Spécialiste des enjeux politiques et géopolitiques de la Tech et enseignante à Columbia GC, Sciences Po et l’École polytechnique, Asma Mhalla a animé la conférence finale de cette 5e édition, “La Tech au service des prédateurs”, au théâtre Ducourneau à Agen, aux côtés de David Djaïz. Elle était l’une des têtes d’affiche de l’événement.
Vous étiez déjà venue aux Rencontres Michel-Serres en 2023 pour parler d’intelligence artificielle. Pensiez-vous que cela évoluerait aussi vite ?
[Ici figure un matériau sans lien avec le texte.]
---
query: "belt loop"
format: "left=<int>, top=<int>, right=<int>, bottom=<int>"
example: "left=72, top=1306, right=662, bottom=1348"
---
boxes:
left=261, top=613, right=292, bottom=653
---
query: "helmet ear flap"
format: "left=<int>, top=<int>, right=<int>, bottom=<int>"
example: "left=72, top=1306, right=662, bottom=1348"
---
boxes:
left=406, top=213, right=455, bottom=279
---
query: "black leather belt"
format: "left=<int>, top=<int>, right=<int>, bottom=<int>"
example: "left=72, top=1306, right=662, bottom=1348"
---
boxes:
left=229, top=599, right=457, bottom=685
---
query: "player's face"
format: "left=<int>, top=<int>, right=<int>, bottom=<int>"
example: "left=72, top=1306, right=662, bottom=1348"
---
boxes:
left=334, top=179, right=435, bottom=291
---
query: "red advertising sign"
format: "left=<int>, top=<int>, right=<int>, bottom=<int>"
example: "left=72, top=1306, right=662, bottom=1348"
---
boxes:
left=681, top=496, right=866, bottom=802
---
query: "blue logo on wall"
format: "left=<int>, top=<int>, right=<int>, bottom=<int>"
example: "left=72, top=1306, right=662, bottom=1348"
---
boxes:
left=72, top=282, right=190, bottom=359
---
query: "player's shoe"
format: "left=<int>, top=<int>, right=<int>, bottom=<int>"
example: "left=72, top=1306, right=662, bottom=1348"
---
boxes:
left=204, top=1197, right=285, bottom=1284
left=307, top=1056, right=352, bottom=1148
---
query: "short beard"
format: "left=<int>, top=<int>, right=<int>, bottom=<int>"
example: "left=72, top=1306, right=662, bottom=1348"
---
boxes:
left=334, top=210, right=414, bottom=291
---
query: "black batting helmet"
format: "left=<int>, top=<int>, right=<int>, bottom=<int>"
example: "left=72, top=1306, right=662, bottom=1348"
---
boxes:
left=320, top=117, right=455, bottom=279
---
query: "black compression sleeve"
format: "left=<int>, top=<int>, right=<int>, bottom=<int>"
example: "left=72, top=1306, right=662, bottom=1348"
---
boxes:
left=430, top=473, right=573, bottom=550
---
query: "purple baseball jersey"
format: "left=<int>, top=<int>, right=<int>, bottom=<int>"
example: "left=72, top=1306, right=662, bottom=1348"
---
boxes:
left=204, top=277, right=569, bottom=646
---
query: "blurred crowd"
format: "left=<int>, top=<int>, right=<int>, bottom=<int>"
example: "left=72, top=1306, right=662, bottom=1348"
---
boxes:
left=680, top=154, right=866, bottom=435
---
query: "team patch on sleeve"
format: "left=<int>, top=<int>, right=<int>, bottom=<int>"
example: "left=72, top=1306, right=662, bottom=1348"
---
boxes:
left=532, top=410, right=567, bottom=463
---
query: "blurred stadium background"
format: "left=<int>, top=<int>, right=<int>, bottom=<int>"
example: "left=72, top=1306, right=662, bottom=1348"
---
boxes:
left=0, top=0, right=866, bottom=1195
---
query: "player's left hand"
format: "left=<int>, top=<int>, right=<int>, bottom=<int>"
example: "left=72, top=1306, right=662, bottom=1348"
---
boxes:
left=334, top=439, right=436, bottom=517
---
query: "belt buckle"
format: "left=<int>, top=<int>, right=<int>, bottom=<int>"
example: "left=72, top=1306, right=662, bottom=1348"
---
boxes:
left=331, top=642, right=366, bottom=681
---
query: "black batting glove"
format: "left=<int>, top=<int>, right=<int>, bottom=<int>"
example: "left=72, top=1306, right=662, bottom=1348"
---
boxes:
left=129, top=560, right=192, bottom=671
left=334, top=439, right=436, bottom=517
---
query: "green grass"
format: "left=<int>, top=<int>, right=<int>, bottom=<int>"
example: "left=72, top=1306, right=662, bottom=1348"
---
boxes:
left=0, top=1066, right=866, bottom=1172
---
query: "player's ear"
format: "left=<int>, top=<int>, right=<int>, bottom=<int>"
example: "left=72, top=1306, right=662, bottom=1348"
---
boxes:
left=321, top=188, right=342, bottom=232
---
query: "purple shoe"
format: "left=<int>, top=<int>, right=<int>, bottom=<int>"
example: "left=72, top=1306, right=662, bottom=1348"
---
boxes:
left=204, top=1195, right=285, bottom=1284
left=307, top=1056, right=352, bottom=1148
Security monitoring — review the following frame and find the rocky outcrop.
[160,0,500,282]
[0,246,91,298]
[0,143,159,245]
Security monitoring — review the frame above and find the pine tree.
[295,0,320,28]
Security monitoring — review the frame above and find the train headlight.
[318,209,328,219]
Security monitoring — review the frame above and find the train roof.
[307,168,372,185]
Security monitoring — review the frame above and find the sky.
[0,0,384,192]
Asma Mhalla : Sur les IA génératives, on a des résultats plus pertinents, moins d’erreurs, mais ce sont des sauts incrémentaux (par palier, ndlr). J’entends les inquiétudes de chercheurs comme Hinton ou Bengio face au risque de perte de contrôle. C’est toute l’ambivalence : à la fois des outils formidables, mais aussi formidablement destructeurs. D’où la nécessité d’une réflexion politique, morale et juridique. L’IA, aujourd’hui, c’est la promesse de l’efficience, de la performance, mais on n’est pas encore au stade d’une intelligence autonome capable de tout détruire.
Dans votre livre Technopolitique, vous expliquez que le numérique est un espace politique. En quoi l’est-il ?
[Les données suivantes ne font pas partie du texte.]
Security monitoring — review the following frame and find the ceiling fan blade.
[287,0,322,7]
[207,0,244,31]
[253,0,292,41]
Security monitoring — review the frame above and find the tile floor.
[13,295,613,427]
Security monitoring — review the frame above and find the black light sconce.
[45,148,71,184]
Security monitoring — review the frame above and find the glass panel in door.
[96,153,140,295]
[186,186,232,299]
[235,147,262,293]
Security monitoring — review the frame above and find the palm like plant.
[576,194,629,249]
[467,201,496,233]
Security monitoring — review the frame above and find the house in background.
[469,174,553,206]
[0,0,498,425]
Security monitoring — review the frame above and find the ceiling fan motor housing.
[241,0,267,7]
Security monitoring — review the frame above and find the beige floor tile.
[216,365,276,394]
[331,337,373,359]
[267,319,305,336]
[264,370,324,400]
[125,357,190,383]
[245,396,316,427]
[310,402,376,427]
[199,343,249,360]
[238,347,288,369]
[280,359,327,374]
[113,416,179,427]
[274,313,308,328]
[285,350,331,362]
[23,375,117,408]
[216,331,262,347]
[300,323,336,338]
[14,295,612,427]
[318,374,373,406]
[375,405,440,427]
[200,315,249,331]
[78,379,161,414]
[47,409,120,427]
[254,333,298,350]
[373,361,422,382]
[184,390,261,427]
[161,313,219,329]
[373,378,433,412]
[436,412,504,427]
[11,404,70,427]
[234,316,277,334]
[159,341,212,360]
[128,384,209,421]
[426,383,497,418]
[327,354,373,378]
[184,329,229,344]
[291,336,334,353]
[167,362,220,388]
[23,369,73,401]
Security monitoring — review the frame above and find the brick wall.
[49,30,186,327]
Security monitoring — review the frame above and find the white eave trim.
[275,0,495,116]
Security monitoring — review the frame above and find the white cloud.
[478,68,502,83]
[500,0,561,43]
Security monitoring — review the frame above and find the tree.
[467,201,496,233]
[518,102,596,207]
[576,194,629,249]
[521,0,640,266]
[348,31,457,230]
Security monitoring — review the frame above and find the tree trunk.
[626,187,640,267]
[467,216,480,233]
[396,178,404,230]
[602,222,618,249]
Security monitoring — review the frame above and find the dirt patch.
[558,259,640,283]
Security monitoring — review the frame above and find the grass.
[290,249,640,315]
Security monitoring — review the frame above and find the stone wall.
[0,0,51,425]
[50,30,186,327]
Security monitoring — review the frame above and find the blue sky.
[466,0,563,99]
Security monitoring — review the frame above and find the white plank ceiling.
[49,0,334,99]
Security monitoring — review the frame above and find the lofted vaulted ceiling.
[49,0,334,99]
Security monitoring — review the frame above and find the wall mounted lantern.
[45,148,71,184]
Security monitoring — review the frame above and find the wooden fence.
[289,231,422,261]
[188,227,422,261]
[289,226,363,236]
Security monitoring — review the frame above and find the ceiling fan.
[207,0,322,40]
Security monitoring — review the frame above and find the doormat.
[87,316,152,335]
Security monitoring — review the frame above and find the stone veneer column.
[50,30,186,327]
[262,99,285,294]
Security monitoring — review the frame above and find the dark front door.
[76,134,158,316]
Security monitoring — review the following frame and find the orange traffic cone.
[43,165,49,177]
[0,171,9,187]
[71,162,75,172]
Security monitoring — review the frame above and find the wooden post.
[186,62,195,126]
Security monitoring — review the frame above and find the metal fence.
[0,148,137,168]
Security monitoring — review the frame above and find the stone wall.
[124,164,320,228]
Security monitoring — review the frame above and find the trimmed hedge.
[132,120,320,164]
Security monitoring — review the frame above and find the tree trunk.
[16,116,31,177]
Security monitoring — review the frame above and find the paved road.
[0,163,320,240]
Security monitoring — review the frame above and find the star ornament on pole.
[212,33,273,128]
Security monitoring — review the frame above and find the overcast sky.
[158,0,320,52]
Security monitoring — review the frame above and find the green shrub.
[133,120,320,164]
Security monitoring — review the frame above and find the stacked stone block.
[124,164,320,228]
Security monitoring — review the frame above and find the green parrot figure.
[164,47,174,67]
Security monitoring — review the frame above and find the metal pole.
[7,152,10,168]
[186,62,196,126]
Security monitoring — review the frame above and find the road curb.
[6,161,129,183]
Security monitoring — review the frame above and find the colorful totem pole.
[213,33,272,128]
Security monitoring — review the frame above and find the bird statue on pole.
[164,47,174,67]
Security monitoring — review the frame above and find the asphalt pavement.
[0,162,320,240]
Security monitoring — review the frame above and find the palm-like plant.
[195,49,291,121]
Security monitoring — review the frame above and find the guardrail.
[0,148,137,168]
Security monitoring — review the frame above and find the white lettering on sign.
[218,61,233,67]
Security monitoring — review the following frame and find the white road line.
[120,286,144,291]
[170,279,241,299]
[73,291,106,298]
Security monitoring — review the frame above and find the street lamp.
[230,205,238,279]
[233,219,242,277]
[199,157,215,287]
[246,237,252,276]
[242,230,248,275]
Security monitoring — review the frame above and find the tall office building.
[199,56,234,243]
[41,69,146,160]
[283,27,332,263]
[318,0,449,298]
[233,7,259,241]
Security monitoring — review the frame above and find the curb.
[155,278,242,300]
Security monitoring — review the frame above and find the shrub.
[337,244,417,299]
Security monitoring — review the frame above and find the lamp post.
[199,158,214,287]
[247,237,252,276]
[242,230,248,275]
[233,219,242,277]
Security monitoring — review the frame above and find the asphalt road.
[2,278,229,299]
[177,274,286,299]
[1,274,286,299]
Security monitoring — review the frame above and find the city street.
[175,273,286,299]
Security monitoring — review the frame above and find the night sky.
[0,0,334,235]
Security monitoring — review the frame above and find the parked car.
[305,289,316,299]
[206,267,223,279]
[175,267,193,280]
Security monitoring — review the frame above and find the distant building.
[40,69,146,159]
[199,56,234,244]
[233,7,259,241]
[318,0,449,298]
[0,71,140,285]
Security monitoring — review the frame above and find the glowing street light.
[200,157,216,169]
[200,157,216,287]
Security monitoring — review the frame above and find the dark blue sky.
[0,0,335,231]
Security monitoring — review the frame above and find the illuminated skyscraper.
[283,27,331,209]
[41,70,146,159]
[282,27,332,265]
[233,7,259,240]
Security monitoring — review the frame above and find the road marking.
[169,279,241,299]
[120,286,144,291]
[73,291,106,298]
A. M. : La technologie est devenue une infrastructure civilisationnelle à partir de laquelle tout se déploie. On ne peut plus penser la guerre sans les IA, les logiciels ou les clouds, ni le fait social sans les réseaux sociaux, les applications ou les plateformes. L’industrie et l’économie en dépendent tout autant. Ce sont des infrastructures émotionnelles, cognitives, attentionnelles – donc, par définition, politiques. D’autant qu’elles sont aujourd’hui concentrées entre les mains de quelques acteurs, ce qui pose la question cruciale de la gouvernance : qui décide quoi ? Penser la technologie comme neutre est une folie furieuse. Conçue par des humains, elle est, par nature, soumise à des agendas politiques et idéologiques.
Cela est-il dangereux pour la démocratie ?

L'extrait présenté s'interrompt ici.